Though Koch treats her campers as studio-year enrollment leads, she acknowledges that these weeklong camps naturally function as a way for families who aren't ready for a long-term commitment to still participate in dance. "Those who aren't enrolled for the full season will be put into a sales nurture campaign," she says. "We do see a lot of campers come to subsequent camps, including our one-day camps that we hold once a month throughout our regular season."

Serve your serious dancers

One dilemma studio owners may face: what to do about your most serious dancers, who may be juggling outside intensives with any summer programming that you offer.

Consider making their participation flexible. For Boniszweski's summer program, competitive dancers must take six of the 12 classes offered over a six-week period, as well as the four-day summer camp, which takes place in mid-August. "This past summer, because of COVID, they paid for six but were able to take all 12 if they wanted," she says. "Lots of people took advantage of that."

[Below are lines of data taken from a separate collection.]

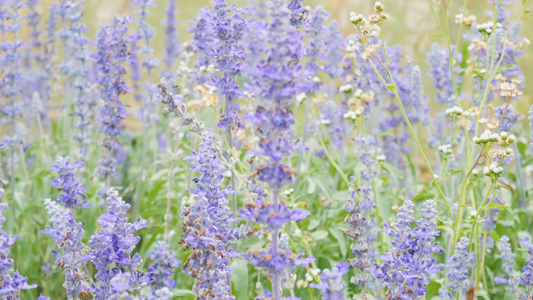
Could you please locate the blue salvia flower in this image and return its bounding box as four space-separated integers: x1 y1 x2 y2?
374 200 444 299
344 177 373 299
440 237 470 299
310 262 350 300
239 0 314 299
130 0 159 126
302 5 328 80
86 188 148 299
207 0 245 130
287 0 308 27
41 199 89 299
69 3 96 156
180 131 237 299
162 0 179 77
528 105 533 151
147 241 181 300
494 235 520 293
0 203 37 300
518 237 533 300
94 17 132 186
50 156 91 208
0 0 26 166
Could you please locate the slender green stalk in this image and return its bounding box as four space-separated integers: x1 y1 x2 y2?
365 30 453 218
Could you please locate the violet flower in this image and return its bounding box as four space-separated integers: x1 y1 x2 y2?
344 178 373 299
309 262 350 300
0 203 37 300
374 200 444 299
239 0 314 299
94 17 132 187
41 199 90 299
528 105 533 151
180 131 237 299
518 237 533 300
207 0 245 131
85 188 149 299
50 156 91 208
494 235 520 293
440 237 470 299
147 241 181 299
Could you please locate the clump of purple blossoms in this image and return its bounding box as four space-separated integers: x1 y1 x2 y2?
494 235 520 293
0 203 37 300
41 199 90 299
344 177 373 299
374 200 444 299
85 188 149 299
207 0 245 131
239 0 314 299
147 241 181 300
180 131 237 300
0 0 26 169
130 0 159 126
440 237 470 299
94 17 132 183
518 237 533 300
310 262 350 300
50 156 91 208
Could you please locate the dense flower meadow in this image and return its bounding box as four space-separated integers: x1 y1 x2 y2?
0 0 533 300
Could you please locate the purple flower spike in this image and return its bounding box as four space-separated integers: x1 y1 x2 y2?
147 241 181 297
41 199 89 298
180 131 237 300
518 237 533 299
94 17 132 179
85 188 150 299
310 262 350 300
374 200 444 299
0 203 37 299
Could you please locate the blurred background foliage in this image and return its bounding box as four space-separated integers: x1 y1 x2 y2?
18 0 533 124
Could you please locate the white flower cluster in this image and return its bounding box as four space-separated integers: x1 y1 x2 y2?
345 40 359 58
498 131 516 147
342 109 363 121
477 21 502 35
483 161 503 180
439 144 452 155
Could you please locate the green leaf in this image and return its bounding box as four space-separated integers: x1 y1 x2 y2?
231 258 248 299
483 202 511 209
311 230 329 240
411 189 435 202
307 218 320 231
329 228 348 259
426 281 441 299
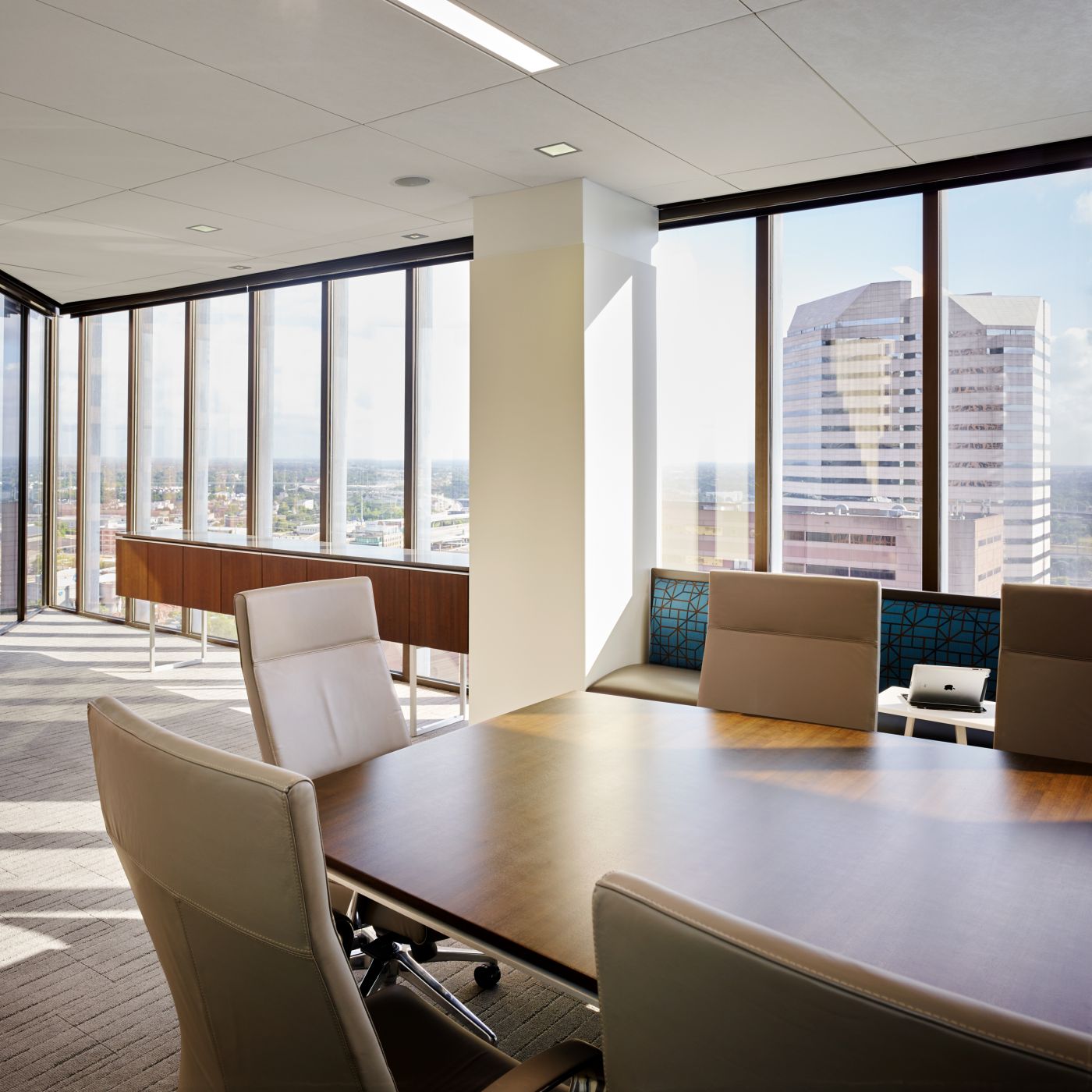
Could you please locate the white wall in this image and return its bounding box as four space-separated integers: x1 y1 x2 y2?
470 179 656 720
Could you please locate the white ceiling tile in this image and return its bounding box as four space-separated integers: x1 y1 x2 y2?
0 213 243 283
764 0 1092 144
0 205 37 224
44 0 523 123
456 0 747 63
0 0 349 159
540 16 882 175
243 126 518 218
721 145 912 190
0 156 114 212
53 192 314 256
902 112 1092 163
630 175 736 205
371 80 701 193
0 95 216 189
141 163 426 236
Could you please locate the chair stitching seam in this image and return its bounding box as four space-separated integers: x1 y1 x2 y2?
95 707 299 790
176 886 227 1084
611 882 1087 1068
250 636 382 664
709 623 880 649
126 853 310 956
284 792 367 1090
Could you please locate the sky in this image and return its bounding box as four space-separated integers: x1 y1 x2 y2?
655 170 1092 465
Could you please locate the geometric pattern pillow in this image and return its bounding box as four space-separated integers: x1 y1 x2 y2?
649 576 709 671
880 598 1002 701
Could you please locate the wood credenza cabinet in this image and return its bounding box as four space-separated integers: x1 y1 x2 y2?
117 536 470 653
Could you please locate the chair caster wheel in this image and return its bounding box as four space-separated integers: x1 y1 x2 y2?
474 963 500 989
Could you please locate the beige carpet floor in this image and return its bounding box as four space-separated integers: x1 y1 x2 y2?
0 611 600 1092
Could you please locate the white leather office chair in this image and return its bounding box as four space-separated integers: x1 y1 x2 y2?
594 873 1092 1092
87 698 598 1092
235 576 500 1042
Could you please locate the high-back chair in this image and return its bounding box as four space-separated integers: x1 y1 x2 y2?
593 873 1092 1092
235 576 500 1042
235 576 500 1042
698 573 880 732
994 584 1092 762
87 698 596 1092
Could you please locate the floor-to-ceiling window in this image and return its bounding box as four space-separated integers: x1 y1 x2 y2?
772 197 922 587
81 311 129 618
24 308 48 612
414 262 470 682
945 170 1092 595
0 296 23 627
654 221 754 570
254 284 322 540
193 292 249 535
132 303 186 629
52 316 80 611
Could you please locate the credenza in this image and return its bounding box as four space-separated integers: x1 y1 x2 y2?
117 530 470 735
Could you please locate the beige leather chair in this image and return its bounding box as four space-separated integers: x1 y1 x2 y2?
87 698 597 1092
698 573 880 732
235 576 500 1042
594 873 1092 1092
994 584 1092 762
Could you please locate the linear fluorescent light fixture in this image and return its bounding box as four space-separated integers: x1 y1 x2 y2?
398 0 560 72
535 141 580 159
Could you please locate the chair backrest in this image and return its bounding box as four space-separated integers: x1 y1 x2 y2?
994 584 1092 762
235 576 410 778
594 873 1092 1092
698 573 880 732
87 698 394 1092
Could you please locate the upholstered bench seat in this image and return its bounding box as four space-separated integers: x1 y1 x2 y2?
587 664 701 705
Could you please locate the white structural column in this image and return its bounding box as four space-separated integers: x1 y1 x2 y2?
470 179 658 720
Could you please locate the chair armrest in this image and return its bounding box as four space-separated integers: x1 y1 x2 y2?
483 1038 603 1092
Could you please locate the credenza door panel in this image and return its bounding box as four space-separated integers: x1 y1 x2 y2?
218 549 262 618
145 543 186 607
117 538 147 600
410 569 470 652
356 565 410 644
307 557 356 580
183 546 220 612
262 554 307 587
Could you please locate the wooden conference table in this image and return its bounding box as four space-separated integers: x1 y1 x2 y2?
317 693 1092 1033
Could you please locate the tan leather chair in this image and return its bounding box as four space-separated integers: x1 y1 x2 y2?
994 584 1092 762
594 873 1092 1092
87 698 597 1092
235 576 500 1042
698 573 880 732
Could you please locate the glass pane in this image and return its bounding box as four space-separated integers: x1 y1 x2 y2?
83 311 129 618
0 296 23 626
134 303 186 629
54 316 80 611
654 221 754 571
257 284 322 538
775 197 922 587
330 272 406 547
415 262 470 554
945 170 1092 595
193 294 249 537
27 308 46 611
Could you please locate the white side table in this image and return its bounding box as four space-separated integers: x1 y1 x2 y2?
879 686 997 746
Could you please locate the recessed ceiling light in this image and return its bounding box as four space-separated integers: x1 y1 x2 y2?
535 140 580 158
398 0 559 72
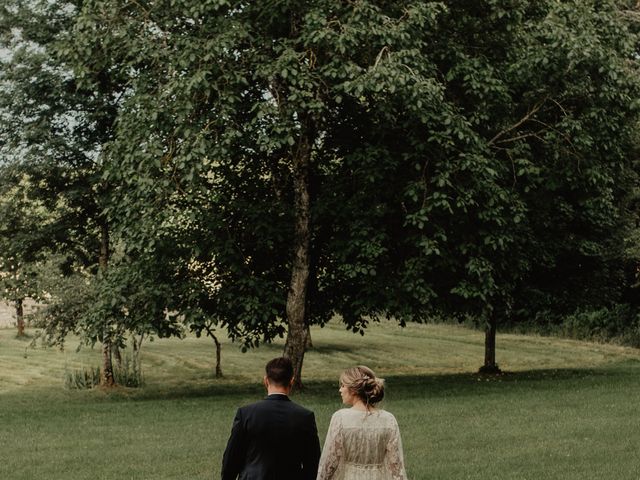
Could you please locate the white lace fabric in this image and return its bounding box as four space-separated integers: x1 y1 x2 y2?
317 408 407 480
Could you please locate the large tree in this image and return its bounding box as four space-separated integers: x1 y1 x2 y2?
0 0 130 384
12 0 638 386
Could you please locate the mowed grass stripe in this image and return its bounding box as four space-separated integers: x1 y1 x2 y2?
0 323 640 480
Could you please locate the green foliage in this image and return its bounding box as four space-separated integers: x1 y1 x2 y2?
0 0 640 372
0 322 640 480
113 353 144 388
64 367 100 390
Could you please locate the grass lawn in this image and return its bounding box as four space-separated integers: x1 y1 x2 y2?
0 323 640 480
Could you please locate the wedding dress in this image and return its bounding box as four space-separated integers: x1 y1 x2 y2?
317 408 407 480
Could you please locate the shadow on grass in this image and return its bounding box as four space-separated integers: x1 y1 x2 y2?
108 360 640 401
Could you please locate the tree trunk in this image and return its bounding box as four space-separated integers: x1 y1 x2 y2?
304 323 313 350
205 326 223 378
16 298 24 337
100 339 116 387
99 221 115 387
480 313 501 375
111 344 122 368
284 126 312 389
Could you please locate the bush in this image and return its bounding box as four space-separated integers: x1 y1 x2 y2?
560 304 640 347
113 354 144 388
64 367 100 390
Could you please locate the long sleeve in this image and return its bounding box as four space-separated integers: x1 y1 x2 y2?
222 409 246 480
384 416 407 480
316 412 344 480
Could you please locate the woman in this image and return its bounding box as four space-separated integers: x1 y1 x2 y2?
317 366 407 480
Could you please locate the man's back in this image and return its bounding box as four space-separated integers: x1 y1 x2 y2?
222 394 320 480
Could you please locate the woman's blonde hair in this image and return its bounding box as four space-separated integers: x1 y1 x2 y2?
340 365 384 408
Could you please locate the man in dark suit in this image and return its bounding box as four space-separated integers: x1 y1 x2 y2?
222 357 320 480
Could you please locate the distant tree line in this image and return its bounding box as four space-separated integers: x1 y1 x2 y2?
0 0 640 384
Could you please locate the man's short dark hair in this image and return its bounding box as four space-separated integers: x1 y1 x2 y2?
265 357 293 387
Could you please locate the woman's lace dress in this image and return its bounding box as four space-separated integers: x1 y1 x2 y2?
317 408 407 480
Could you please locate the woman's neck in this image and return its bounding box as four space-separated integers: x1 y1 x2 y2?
351 399 371 412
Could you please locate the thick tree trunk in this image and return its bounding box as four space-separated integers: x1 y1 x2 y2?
480 314 501 374
16 298 24 337
99 221 115 387
284 127 312 389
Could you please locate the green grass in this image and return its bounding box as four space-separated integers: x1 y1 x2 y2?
0 318 640 480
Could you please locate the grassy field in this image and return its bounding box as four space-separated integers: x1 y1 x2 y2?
0 318 640 480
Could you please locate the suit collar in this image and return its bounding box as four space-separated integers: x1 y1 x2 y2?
265 393 291 402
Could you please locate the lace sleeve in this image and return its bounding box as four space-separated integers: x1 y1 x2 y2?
384 419 407 480
316 412 343 480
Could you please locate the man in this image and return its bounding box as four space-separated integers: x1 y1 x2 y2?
222 357 320 480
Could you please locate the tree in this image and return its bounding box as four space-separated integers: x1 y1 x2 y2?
38 0 638 381
0 171 52 337
0 0 129 385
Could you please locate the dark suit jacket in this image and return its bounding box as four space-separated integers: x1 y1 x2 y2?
222 395 320 480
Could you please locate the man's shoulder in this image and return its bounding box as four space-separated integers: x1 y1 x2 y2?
238 397 313 415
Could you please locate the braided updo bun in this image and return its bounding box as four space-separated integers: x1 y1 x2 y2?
340 365 384 407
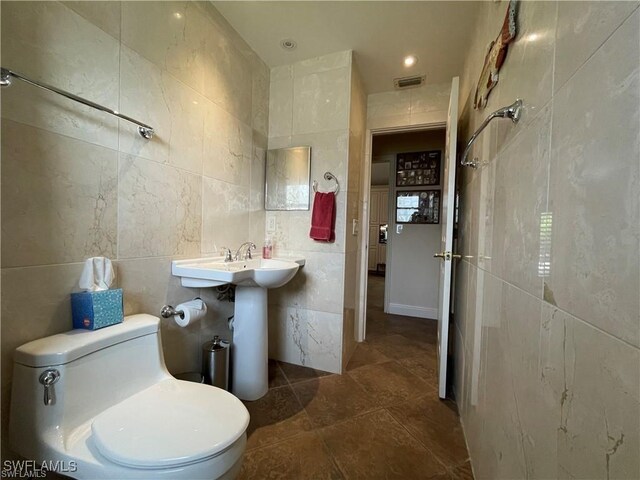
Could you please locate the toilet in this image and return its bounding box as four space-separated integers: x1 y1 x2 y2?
9 314 249 479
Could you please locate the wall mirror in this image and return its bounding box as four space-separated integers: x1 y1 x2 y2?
264 147 311 210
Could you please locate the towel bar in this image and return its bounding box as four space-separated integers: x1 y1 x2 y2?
313 172 340 194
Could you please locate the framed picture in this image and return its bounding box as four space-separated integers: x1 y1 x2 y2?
396 190 440 224
396 150 442 187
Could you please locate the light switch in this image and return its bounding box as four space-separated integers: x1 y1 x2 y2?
267 216 276 233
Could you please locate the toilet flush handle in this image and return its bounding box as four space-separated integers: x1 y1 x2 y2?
40 368 60 405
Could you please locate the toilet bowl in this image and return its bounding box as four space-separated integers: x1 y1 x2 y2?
9 315 249 479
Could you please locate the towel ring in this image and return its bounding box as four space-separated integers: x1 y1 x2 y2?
313 172 340 194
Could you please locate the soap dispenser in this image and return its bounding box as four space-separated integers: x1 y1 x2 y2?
262 237 273 258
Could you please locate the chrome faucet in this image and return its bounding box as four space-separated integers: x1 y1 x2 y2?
220 247 233 263
235 242 256 260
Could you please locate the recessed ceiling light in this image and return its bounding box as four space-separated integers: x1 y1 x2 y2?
280 38 298 50
403 55 418 67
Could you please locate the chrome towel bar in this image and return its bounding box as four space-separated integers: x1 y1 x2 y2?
313 172 340 194
460 99 522 168
0 67 154 140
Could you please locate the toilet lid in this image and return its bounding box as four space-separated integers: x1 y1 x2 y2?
91 378 249 468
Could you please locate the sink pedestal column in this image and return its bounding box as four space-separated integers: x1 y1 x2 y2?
231 285 269 400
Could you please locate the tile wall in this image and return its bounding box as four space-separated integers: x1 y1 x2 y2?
455 1 640 479
2 1 270 456
266 51 358 372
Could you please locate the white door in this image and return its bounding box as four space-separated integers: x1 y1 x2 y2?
435 77 459 398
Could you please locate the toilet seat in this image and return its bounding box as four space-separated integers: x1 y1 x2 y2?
91 378 249 469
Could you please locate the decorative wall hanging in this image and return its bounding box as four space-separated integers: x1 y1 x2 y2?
473 0 518 110
396 190 440 223
396 150 441 187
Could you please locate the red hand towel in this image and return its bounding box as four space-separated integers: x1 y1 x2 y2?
309 192 336 242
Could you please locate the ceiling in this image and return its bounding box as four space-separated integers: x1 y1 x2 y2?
213 1 480 93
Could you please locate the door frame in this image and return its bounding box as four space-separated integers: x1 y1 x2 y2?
356 120 447 342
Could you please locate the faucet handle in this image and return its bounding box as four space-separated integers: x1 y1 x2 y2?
220 247 233 262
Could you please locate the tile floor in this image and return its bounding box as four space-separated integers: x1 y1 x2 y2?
239 276 473 480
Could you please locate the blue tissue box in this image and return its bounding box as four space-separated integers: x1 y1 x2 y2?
71 288 124 330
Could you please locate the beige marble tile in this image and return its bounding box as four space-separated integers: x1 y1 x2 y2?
2 263 84 388
118 46 170 163
292 67 351 134
269 251 344 315
367 90 411 120
120 47 205 174
62 1 121 40
204 19 255 125
202 172 250 253
121 2 206 92
2 120 118 267
204 102 252 187
2 2 119 149
163 74 207 174
491 109 551 298
251 62 269 137
117 257 198 316
249 134 267 247
407 82 451 117
271 65 293 82
496 2 562 149
293 50 353 77
541 305 640 478
547 12 640 346
118 154 202 258
554 1 638 91
269 77 293 140
269 306 343 373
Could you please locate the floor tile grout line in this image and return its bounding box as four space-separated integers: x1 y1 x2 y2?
385 402 469 472
385 407 449 473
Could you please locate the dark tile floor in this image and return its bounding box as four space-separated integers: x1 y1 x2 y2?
239 276 473 480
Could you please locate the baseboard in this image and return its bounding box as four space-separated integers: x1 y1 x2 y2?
389 303 438 320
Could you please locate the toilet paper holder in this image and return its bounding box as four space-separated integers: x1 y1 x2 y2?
160 305 184 318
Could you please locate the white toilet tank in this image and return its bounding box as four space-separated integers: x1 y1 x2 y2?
9 314 170 461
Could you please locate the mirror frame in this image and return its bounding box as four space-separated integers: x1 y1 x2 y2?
264 145 311 212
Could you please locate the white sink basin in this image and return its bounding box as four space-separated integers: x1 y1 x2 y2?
171 257 305 400
171 257 304 288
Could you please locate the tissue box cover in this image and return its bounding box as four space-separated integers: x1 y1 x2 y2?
71 288 124 330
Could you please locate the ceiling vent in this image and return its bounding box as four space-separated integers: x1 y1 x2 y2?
393 75 426 90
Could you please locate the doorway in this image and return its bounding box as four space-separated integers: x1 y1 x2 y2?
365 125 445 329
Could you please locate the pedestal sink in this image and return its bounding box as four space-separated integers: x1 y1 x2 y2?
171 257 304 400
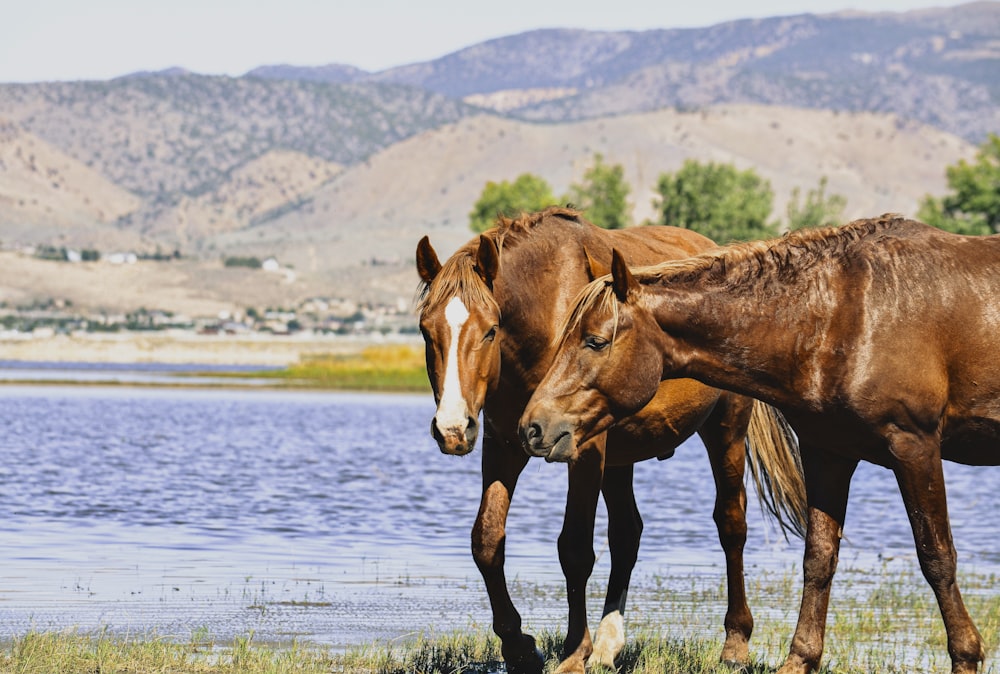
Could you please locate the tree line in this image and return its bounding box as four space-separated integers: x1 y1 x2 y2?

For Koch, it didn't make sense to require her intensive dancers to participate in summer programming, partly because she earned more revenue catering to younger students and partly because her older students often made outside summer-training plans. "That's how you build a well-rounded dancer—you want them to go off and get experience from teachers you might not be able to bring in," she says.

Another option: Offering private lessons. Your more serious dancers can take advantage of flexible one-on-one training, and you can charge higher fees for individualized instruction. Consider including a financial incentive to get this kind of programming up and running. "Five years ago, we saw that some kids were asking for private lessons, so we created packages: If you bought five lessons, you'd get one for free—to get people in the door," says Boniszewksi. "After two years, once that program took off, we got rid of the discount. People will sign up for as many as 12 private lessons."

A large group of students stretch in a convention-style space with large windows. They follow a teacher at the front of the room in leaning over their right leg for a hamstring stretch

Koch's summer convention experience several years ago. Photo courtesy East County Performing Arts Center

Bring the (big) opportunities to your students

If you do decide to target older, more serious dancers for your summer programming, you may need to inject some dance glamour to compete with fancier outside intensives.

Bring dancers opportunities they wouldn't have as often during the school year. For Boniszewski, that means offering virtual master classes with big-name teachers, like Misha Gabriel and Briar Nolet. For Koch, it's bringing the full convention experience to her students—and opening it up to the community at large. In past years, she's rented her local community center for a weekend-long in-house convention and brought in professional ballet, jazz, musical theater and contemporary guest teachers.

In 2019, the convention was "nicely profitable" while still an affordable $180 per student, and attracted 120 dancers, a mix of her dancers and dancers from other studios. "It was less expensive than going to a big national convention, because parents didn't have to worry about lodging or travel," Koch says. "We wanted it to be financially attainable for families to experience something like this in our sleepy little town."